External validation of SpineNetv2 deep learning system for automated lumbar spine MRI analysis: A multi-pathology diagnostic agreement study.
Authors
Affiliations (5)
Affiliations (5)
- The Second Affiliated Hospital of Zunyi Medical University, Zunyi, China.
- The Seventh Affiliated Hospital of Sun Yat-sen University, Shenzhen, China.
- The First Affiliated Hospital of Sun Yat- sen University, Guangzhou, China.
- Guizhou University, Guiyang, China. [email protected].
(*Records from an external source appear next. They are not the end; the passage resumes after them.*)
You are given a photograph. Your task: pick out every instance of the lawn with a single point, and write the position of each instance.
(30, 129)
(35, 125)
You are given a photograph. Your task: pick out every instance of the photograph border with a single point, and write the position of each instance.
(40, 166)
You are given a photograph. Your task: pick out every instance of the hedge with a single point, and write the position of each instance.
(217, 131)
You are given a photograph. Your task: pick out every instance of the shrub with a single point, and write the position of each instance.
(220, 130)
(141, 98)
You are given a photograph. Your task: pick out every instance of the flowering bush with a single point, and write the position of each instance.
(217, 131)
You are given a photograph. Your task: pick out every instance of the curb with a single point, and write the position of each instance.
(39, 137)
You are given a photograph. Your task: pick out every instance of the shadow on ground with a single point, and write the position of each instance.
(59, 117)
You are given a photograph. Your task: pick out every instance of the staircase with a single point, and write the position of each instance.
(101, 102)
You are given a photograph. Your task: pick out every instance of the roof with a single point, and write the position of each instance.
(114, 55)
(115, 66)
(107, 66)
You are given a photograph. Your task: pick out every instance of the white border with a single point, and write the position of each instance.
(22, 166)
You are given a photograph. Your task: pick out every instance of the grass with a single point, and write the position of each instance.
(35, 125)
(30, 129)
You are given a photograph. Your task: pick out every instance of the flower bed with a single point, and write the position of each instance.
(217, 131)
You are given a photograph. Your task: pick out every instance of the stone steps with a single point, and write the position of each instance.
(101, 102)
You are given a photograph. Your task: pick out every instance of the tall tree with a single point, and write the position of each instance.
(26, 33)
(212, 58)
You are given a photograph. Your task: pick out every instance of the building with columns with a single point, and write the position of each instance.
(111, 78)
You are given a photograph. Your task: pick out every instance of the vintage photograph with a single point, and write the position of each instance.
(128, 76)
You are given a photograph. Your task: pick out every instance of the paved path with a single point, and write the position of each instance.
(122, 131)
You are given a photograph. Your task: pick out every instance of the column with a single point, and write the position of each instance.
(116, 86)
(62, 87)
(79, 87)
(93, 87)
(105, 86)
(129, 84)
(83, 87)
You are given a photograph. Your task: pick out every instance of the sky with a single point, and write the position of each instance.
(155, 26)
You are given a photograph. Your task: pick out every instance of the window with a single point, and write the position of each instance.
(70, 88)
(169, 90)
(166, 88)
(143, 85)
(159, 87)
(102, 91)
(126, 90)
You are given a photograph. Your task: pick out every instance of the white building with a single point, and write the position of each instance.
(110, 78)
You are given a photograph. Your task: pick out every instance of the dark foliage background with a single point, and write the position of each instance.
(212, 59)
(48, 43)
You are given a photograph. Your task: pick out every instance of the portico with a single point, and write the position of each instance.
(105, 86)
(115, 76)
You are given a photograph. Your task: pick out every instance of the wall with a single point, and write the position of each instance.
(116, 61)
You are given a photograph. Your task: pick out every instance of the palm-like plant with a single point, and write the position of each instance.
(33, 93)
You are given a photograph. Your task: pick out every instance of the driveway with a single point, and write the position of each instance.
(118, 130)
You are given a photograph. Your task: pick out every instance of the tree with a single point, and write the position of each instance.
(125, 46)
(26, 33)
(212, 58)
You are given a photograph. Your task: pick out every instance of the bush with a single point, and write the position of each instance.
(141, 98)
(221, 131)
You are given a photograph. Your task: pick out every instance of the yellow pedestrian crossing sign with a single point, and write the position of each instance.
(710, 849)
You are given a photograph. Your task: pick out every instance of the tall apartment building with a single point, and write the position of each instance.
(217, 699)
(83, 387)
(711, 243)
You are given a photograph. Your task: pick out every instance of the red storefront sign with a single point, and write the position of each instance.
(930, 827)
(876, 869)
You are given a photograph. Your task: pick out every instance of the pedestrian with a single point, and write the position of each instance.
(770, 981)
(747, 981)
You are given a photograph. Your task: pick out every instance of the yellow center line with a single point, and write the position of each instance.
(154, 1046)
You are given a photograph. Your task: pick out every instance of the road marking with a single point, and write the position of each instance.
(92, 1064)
- The Second Affiliated Hospital of Zunyi Medical University, Zunyi, China. [email protected].
Abstract
Magnetic resonance imaging (MRI) is the reference standard for evaluating degenerative lumbar spine disorders, but interpretation is time-consuming and subject to inter-observer variability. SpineNetv2, a publicly available deep learning system, enables automated analysis of multiple spinal pathologies. This study conducted an independent external validation of SpineNetv2 against expert reference assessments. A total of 491 patients (2,455 lumbar discs, L1/2-L5/S1) were retrospectively included. Disc-level reference assessments were provided by an expert orthopedic surgeon, with a junior orthopedic surgeon serving as comparator. Six pathologies were assessed: disc degeneration (Pfirrmann grading), central canal stenosis (CCS), spondylolisthesis, herniation, and bilateral foraminal stenosis (FS). Performance metrics included sensitivity, specificity, positive predictive value, negative predictive value, F1-score, Matthews correlation coefficient, exact agreement, weighted kappa, and mean absolute error. McNemar's test and bootstrap resampling (1,000 iterations) were used for statistical analysis. Overall agreement ranged from 83.5% to 97.5% (mean 92.8%). SpineNetv2 significantly outperformed the junior orthopedic surgeon in CCS, spondylolisthesis, and bilateral FS (all p ≤ 0.001), with comparable performance in herniation (p = 0.293). Pfirrmann grading showed lower MAE for SpineNetv2 compared with the junior surgeon (0.213 vs. 0.254, p = 0.001), though agreement declined in older patients and upper lumbar discs. Error analysis revealed a specificity-oriented profile, with false negatives exceeding false positives. SpineNetv2 demonstrated high agreement across five binary lumbar pathologies, while Pfirrmann grading remained the main limitation, particularly in elderly upper lumbar discs. Its specificity-oriented profile supports use as a confirmatory second reader, but reliance on negative findings is not recommended. Broader reliability will require multicenter, multi-reader validation and sensitivity-oriented calibration.